Challenge: To the casual observer, playing a Lottery and picking numbers seems simple and natural. However, we found many Washingtonians are intimidated by the experience. In fact, over 50% of the State didn’t play – largely because they didn’t really know how.
Our challenge was to alleviate fear for the non-playing audience (largely 18-34) by demonstrating there was no wrong way to pick numbers and no wrong way to play the Lottery.
The Idea: Our “How to Play” Platform was designed to be engaging from the start. We decided there was no better way to teach someone how to play a lottery game than by creating, well, GAMES. These weren’t just ANY games… we created games that broke through clutter and encouraged participation.
We approached Hulu and eCast and challenged them to help us create experiences demonstrating how much fun it is to play the lottery -- even when you’re not really playing the lottery. The end result was that we developed the “first-ever” interactive game to run as pre-roll on Hulu. Viewers could choose to watch our spot or play our game. This first for Hulu was so successful that they are now building it into their sales portfolio.
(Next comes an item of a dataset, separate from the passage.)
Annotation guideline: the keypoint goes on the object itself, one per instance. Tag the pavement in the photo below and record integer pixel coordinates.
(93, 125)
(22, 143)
On touchscreen jukeboxes, we challenged bar-goers to play our game in exchange for a chance to win a free song-play. Finally, the games were part of our rich media executions on relevant content sites like Pandora & ESPN. Combined, our efforts effectively intercepted the target with opportunities to interact and they responded.
Results: The results blew us away. The Lottery experienced their first double-digit sales increase in 10 years and the games exceeded expectations everywhere they were placed. Rich media exceeded industry benchmarks for interaction rates (1.8%) and time spent (16.9 Seconds). Nearly 90% of Hulu users chose to play our games vs. traditional pre-roll. Jukebox games were the most successful in the platform’s history, besting previous category records for time spent by 30%. Over the course of 8 weeks, Washingtonians played over 571,000 games in digital environments.